Pour être légale au regard du droit des aides d’Etat, cette compensation financière est allouée à la CPTS qui a contractualisé avec l’assurance maladie ou l’Etat. La signature du contrat « ACI » pourrait donner mandat d’exécution des obligations de service public à la CPTS (en attente de publication des textes). Ensuite, les paramètres de calcul de la compensation doivent être établis préalablement et connus des acteurs. Enfin, la subvention ne doit pas aller au-delà de ce qui est nécessaire pour la réalisation de la mission de service public.
Aussi, des bonnes pratiques peuvent être conseillées à la CPTS :
- Mettre en œuvre les missions après la signature de l’ACI, sauf démarrage anticipé formalisé par un contrat,
- Mettre en place des ordres de mission clairs et conformes aux actions prévues dans le projet de santé et les ACI,
- Si la rémunération semble donc décorrélée de la perte de revenus des professionnels, il ne doit pas y avoir de surcompensation de l’investissement du professionnel. La prudence est donc de mise pour la fixation du montant de la rémunération. L’assise sur un barème (ex : URPS) pourrait donc permettre d’éviter ce risque.
La fixation d’un Plafond applicable à chaque professionnel qui sécurise le dispositif
Enfin, le décret précise « pour chaque professionnel, membre de la communauté ou exerçant dans une structure adhérente à la communauté, la somme totale des indemnités ou rémunérations perçues en application du présent article durant une année civile ne peut excéder la valeur annuelle du plafond mentionné à l’article L. 241-3 du code de la sécurité sociale. »
Ce plafond est fixé pour l’année 2022 à 41 136€ en valeur annuelle brute, soit une valeur mensuelle de 3 428€.
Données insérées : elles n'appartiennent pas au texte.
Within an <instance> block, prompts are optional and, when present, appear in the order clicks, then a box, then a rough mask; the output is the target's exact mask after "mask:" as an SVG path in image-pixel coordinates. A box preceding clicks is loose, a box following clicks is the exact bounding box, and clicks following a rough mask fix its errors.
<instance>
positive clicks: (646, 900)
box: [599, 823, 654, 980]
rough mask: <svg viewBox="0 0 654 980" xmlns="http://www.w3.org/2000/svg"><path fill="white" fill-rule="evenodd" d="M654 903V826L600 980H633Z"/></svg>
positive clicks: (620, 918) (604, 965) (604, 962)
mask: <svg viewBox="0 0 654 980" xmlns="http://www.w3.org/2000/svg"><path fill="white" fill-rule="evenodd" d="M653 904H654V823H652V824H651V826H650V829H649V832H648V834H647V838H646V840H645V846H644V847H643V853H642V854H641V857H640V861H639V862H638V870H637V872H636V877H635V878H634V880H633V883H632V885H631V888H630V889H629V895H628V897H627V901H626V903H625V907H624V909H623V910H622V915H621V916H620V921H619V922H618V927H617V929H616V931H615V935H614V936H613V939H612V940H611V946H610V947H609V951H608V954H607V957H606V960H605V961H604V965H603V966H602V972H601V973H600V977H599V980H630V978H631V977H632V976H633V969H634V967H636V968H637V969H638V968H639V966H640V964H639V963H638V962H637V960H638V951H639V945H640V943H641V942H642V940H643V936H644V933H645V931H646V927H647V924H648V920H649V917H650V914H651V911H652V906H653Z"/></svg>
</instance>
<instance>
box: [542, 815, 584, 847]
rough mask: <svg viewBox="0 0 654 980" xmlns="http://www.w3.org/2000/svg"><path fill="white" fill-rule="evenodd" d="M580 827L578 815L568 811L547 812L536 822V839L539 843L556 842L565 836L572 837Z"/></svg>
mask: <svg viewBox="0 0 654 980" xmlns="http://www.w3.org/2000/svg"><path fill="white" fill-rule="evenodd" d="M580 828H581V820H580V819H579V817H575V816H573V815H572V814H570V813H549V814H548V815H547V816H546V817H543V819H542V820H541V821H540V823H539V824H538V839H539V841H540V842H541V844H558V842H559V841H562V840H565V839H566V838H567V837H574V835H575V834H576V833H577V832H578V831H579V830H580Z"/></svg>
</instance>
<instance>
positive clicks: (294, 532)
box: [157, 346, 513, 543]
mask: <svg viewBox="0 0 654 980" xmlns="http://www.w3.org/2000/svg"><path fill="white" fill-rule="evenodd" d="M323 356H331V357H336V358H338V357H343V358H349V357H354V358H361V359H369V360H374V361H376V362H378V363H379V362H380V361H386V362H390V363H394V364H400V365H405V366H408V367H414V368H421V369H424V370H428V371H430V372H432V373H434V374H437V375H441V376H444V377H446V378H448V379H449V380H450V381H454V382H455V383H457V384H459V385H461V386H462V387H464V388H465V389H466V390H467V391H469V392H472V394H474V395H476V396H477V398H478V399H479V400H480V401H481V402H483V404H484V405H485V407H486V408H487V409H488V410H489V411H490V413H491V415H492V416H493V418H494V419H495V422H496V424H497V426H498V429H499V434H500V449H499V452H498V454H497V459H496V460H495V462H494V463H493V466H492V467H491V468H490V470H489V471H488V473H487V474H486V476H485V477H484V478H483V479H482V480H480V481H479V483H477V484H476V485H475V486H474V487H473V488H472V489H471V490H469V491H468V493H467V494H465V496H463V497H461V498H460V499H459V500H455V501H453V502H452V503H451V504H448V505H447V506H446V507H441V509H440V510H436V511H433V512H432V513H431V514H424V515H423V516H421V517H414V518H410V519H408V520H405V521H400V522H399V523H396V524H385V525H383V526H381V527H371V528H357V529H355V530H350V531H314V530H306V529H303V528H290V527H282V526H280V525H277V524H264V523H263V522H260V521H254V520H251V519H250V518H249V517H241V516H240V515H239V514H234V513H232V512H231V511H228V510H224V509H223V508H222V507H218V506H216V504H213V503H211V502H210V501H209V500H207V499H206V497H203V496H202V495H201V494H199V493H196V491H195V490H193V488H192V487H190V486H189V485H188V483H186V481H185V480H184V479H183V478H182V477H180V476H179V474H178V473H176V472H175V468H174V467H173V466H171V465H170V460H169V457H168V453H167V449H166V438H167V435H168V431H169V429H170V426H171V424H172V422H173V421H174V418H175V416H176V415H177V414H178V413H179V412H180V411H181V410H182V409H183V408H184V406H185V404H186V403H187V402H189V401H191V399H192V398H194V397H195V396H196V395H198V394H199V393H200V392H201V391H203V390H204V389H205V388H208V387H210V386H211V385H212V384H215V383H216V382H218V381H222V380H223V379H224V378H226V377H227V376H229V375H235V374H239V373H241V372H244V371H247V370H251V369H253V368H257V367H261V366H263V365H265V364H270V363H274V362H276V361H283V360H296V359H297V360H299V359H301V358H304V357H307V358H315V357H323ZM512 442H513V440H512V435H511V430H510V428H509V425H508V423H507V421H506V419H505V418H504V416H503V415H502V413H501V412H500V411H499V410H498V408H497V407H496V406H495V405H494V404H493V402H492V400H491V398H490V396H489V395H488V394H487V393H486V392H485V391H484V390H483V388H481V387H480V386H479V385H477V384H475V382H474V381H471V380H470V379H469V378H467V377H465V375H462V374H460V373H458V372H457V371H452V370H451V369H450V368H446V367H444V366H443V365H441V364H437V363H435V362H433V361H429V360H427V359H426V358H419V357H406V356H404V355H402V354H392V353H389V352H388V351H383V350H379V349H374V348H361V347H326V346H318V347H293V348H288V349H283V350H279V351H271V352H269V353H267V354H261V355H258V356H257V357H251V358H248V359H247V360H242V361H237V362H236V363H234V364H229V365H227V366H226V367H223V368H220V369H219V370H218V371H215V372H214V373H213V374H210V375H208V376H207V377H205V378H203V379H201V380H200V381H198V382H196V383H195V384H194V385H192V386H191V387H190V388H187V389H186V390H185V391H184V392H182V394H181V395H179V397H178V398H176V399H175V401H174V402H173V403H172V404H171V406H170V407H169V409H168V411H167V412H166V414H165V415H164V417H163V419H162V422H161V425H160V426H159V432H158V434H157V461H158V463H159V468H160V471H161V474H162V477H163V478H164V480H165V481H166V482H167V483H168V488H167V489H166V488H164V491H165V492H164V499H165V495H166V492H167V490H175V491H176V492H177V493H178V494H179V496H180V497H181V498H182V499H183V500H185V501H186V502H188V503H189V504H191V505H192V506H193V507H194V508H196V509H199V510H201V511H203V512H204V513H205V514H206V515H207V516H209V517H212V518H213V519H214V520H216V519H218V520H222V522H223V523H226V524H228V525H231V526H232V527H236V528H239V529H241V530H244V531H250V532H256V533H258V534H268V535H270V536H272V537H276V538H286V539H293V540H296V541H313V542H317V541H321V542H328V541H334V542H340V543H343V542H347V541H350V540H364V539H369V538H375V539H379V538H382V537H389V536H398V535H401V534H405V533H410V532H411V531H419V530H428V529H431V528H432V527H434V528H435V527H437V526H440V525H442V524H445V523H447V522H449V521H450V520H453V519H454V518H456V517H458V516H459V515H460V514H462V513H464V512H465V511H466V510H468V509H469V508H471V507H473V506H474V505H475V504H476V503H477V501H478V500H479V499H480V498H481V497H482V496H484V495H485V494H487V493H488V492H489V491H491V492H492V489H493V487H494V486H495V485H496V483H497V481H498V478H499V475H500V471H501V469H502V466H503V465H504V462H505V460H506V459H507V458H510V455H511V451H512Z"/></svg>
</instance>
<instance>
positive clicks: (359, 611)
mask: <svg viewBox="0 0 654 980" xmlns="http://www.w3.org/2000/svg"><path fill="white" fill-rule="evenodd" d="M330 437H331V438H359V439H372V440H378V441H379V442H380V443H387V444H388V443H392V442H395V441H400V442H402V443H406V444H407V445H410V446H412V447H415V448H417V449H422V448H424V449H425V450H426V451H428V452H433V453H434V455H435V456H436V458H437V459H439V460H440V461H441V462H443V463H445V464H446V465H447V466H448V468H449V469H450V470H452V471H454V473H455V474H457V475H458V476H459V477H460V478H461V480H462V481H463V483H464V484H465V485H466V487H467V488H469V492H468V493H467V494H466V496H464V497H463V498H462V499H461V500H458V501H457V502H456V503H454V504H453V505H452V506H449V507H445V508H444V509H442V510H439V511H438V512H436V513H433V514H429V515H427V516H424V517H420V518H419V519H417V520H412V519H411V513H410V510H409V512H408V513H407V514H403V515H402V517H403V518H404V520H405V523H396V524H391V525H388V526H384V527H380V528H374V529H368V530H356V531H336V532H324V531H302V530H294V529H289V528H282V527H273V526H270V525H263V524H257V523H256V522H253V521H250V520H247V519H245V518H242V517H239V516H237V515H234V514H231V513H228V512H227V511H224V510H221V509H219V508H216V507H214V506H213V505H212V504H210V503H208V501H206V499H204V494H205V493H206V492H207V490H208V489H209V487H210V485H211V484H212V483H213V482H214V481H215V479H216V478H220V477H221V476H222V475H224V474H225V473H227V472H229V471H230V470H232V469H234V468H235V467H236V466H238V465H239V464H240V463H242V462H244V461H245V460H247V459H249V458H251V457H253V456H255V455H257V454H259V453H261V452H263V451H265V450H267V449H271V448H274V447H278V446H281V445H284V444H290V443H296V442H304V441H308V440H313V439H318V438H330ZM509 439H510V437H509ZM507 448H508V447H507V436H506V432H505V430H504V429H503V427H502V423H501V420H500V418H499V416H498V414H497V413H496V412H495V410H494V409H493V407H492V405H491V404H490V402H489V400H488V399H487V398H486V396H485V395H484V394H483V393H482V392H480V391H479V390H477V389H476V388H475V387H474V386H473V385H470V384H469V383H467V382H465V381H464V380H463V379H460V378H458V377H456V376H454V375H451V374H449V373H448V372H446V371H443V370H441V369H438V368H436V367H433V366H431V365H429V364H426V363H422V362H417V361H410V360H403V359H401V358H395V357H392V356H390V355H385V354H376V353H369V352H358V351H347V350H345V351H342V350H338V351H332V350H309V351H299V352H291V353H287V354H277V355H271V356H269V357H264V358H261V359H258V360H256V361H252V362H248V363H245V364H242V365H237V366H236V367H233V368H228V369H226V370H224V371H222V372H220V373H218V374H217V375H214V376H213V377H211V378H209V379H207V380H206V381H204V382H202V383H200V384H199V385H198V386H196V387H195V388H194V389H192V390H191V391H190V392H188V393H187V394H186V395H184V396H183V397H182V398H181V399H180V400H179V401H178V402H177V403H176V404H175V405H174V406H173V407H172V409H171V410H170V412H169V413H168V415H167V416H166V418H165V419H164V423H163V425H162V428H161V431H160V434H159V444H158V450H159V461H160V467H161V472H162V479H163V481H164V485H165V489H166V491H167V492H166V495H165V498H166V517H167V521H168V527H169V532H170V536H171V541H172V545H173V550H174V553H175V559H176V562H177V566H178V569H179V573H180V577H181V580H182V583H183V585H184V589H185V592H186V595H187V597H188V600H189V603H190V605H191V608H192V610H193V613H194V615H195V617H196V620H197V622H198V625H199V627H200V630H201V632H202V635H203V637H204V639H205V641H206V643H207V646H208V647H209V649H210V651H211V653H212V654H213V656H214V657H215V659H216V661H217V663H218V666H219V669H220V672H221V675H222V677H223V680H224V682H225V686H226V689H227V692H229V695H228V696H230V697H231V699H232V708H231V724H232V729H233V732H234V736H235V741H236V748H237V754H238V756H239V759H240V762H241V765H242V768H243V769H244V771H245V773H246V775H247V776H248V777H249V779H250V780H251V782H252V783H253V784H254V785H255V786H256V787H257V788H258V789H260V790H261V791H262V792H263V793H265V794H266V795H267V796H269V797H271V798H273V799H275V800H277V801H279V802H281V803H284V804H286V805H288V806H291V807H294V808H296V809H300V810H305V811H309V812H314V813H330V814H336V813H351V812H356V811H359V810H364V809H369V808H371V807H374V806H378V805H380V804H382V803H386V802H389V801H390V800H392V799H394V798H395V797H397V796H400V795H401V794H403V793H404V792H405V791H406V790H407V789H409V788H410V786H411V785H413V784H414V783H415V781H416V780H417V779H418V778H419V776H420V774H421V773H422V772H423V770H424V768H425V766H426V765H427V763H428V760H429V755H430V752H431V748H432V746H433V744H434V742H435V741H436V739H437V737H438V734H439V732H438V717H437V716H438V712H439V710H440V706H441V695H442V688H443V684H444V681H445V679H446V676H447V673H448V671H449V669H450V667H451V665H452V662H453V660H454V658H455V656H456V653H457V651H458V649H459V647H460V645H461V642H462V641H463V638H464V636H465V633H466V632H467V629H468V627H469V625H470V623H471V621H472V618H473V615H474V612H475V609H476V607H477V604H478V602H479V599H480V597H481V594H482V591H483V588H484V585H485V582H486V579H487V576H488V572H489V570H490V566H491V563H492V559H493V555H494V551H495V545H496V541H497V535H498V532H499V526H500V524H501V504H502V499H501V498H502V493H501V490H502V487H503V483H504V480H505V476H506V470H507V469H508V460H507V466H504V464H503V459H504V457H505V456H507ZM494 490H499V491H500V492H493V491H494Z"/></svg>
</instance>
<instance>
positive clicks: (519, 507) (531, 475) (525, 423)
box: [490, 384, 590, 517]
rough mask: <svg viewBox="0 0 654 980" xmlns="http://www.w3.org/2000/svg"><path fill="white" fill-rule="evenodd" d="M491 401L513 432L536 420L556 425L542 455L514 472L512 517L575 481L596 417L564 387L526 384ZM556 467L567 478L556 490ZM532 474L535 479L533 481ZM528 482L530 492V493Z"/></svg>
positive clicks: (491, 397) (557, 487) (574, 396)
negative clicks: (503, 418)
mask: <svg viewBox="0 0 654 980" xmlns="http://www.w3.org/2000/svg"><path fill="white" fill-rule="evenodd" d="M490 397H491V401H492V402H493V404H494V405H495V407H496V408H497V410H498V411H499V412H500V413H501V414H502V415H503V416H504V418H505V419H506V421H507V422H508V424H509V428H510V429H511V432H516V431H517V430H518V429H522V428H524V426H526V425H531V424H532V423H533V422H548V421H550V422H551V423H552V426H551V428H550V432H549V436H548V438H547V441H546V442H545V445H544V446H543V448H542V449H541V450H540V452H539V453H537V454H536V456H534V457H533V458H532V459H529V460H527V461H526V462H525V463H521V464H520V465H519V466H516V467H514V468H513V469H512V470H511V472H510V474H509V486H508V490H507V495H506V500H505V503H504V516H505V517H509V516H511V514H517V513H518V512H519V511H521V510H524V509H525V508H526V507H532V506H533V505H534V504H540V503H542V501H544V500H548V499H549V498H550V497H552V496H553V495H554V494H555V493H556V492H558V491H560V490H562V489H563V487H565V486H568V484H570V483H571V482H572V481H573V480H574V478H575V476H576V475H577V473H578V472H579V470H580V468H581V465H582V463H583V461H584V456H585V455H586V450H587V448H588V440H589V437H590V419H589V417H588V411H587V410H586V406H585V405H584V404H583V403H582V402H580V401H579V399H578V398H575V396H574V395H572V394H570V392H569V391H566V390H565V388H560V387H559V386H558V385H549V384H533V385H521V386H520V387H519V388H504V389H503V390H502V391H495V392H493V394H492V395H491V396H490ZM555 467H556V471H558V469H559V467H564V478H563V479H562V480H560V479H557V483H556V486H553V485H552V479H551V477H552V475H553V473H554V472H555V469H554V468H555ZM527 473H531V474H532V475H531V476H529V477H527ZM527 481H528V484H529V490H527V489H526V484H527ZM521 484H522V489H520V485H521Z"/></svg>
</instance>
A noter que la rémunération semble être ouverte également aux professionnels qui ne sont pas directement membres de l’association mais qui exercent dans une structure adhérente. Aussi, la rémunération de la CPTS pourrait être ouverte aux professionnels de santé libéraux mais également aux professionnels salariés.
Si l’indemnisation des professionnels de santé ne fait pas débat, il semble que la CPTS dispose de la liberté de rémunérer au-delà des professions de santé reconnues (ex : psychologues, assistants sociaux, ostéopathes…).
Quoiqu’il en soit, il est fortement recommandé à la CPTS de mettre en place une traçabilité permettant de justifier du temps passé par les professionnels et des actions menées. Les montants des indemnisations et des rémunérations ne doivent pas être disproportionnés et être conformes au plafond prévu pour ne pas exposer les professionnels et la CPTS au risque de devoir rembourser les sommes perçues.
[1] L’ordonnance n° 2021-584 du 12 mai 2021 relative aux communautés professionnelles territoriales de santé et aux maisons de santé tout en imposant à la CPTS la forme juridique d’une association régie par la loi du 1er juillet 1901 (hors Alsace-Moselle), avait déjà permis de lever les craintes concernant la répartition des financements au profit de ses membres. En effet, seule une association dirigée et gérée par des membres bénévoles est en principe reconnue comme un organisme à but non lucratif. Si des aménagements existent, ils ne permettaient pas d’assurer sans risque une répartition entre les membres de la CPTS des financements reçus de l’assurance maladie au regard des montants alloués.